Men's rules of etiquette

1. On the street, a man should walk to the left of the lady. On the right, only military personnel can go, who must be ready to give a military salute.

2. It is necessary to support the woman by the elbow if she stumbled or slipped. But in a normal situation, the decision to take a man by the arm or not is made by the lady.

3. In the presence of a woman, a man does not smoke without her permission.

4. At the entrance and exit to the room, the gentleman opens the door in front of the lady, and he goes behind her.

5. Climbing or descending the stairs, a man secures his companion by walking one or two steps behind or in front, respectively.

6. A man enters the elevator first, and at the exit from it, a lady should be skipped ahead.

7. The man gets out of the car first, he bypasses the vehicle and opens the door on the passenger side, while helping the woman out. Provided that the man drives the car himself, he must open the door and support the woman by the elbow when she sits in the front seat. If the man and woman are both taxi passengers, they are supposed to ride in the back seat. The lady is the first to sit in the salon, the man sits next to him.

8. Entering the room, a man should help a woman take off her outer clothing, leaving the room, it is worth giving her clothes.

9. In society, it is also customary not to sit down if the ladies are standing (this also applies to public transport).

10. According to etiquette, a man should not be late for a meeting with a lady. On the contrary, the gentleman should come a few minutes earlier, because his delay can embarrass the lady and put her in an awkward position. In unforeseen cases, it is necessary to warn and apologize for being late.

11. Any woman of any age should be helped to carry large objects and massive bags. They do not include a handbag, a light fur coat or a coat, except in those cases when, for health reasons, she cannot carry them herself.

12. In society, a frank conversation about a lady with a third person is unacceptable, and especially in a male company.

13. During a conversation, a man should not fold his arms over his chest or keep them in his pockets. Also, do not twist different objects in your hands - this is disrespect for the interlocutor.

14. Good to know: A man always enters the restaurant first, the main reason is that on this basis the head waiter has the right to draw conclusions about who is the initiator of coming to the institution and who will pay. In the case of the arrival of a large company - enters first and pays the one from whom the invitation to the restaurant came. But if a porter meets visitors at the entrance, then the man must let the first woman through. After that, the gentleman finds free places.

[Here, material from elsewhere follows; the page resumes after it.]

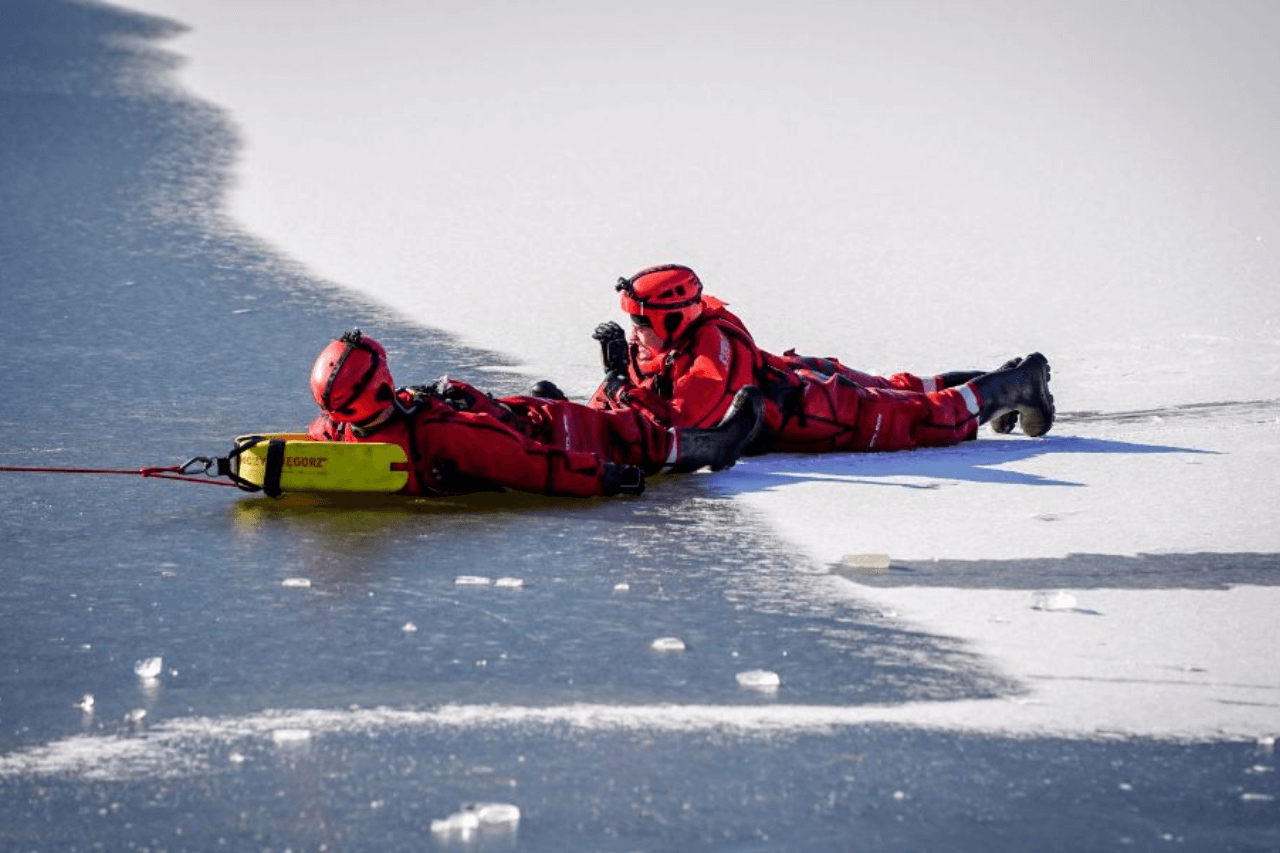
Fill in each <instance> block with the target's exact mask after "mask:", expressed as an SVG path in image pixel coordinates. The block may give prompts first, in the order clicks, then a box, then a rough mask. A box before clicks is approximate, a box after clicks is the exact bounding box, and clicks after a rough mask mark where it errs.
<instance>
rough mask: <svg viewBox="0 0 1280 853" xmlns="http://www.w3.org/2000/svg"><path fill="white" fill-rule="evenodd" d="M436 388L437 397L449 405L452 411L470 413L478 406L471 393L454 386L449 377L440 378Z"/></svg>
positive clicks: (473, 396) (474, 398)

Women's rules of etiquette

1. You must not take off your hat indoors. Exceptions are cases when you are in the room for more than 10 minutes and cases of work necessity (for example, business negotiations).

2. If they give you a hand for a handshake, you must give yours: for a handshake, the right one, for a kiss - the left one. It is not necessary to remove the glove.

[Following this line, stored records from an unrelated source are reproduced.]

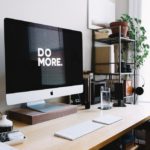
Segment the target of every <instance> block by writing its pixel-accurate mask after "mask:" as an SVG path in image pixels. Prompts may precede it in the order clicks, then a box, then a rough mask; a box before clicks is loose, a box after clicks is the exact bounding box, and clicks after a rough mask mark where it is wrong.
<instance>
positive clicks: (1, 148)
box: [0, 142, 16, 150]
mask: <svg viewBox="0 0 150 150" xmlns="http://www.w3.org/2000/svg"><path fill="white" fill-rule="evenodd" d="M0 150H16V149H15V148H13V147H11V146H9V145H6V144H4V143H2V142H0Z"/></svg>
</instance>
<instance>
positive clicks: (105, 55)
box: [95, 45, 115, 73]
mask: <svg viewBox="0 0 150 150" xmlns="http://www.w3.org/2000/svg"><path fill="white" fill-rule="evenodd" d="M114 63H115V59H114V46H113V45H110V46H101V47H96V51H95V64H96V65H95V73H114V72H115V64H114Z"/></svg>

3. Never walk with your hands in your pockets, even in sportswear.

4. Leaving the car, a man should give you a hand. But if he does not do this, it is permissible to go out unaided.

5. At the door, the incoming person lets the outgoing person through, and the man - the woman.

6. It is not permissible to light a cigarette in the presence of a man. If a man does not react in any way, you can ask for a “light”.

7. Do not tilt the bowl of soup in any direction: neither forward nor backward.

8. When you have finished your meal, put the knife and fork on the plate - this is a sign to the waiter that it can be taken away.

9. It is not allowed to use toothpicks at the table, only in the ladies' room.

10. You can not be late for meetings, especially business ones. In extreme cases, the delay is reported by phone and the partner has the right to reschedule the meeting.

11. All drinks are poured by a waiter or a man, even tea.

12. The ideal distance between interlocutors in business negotiations is one meter, between a boss and a subordinate - one and a half meters.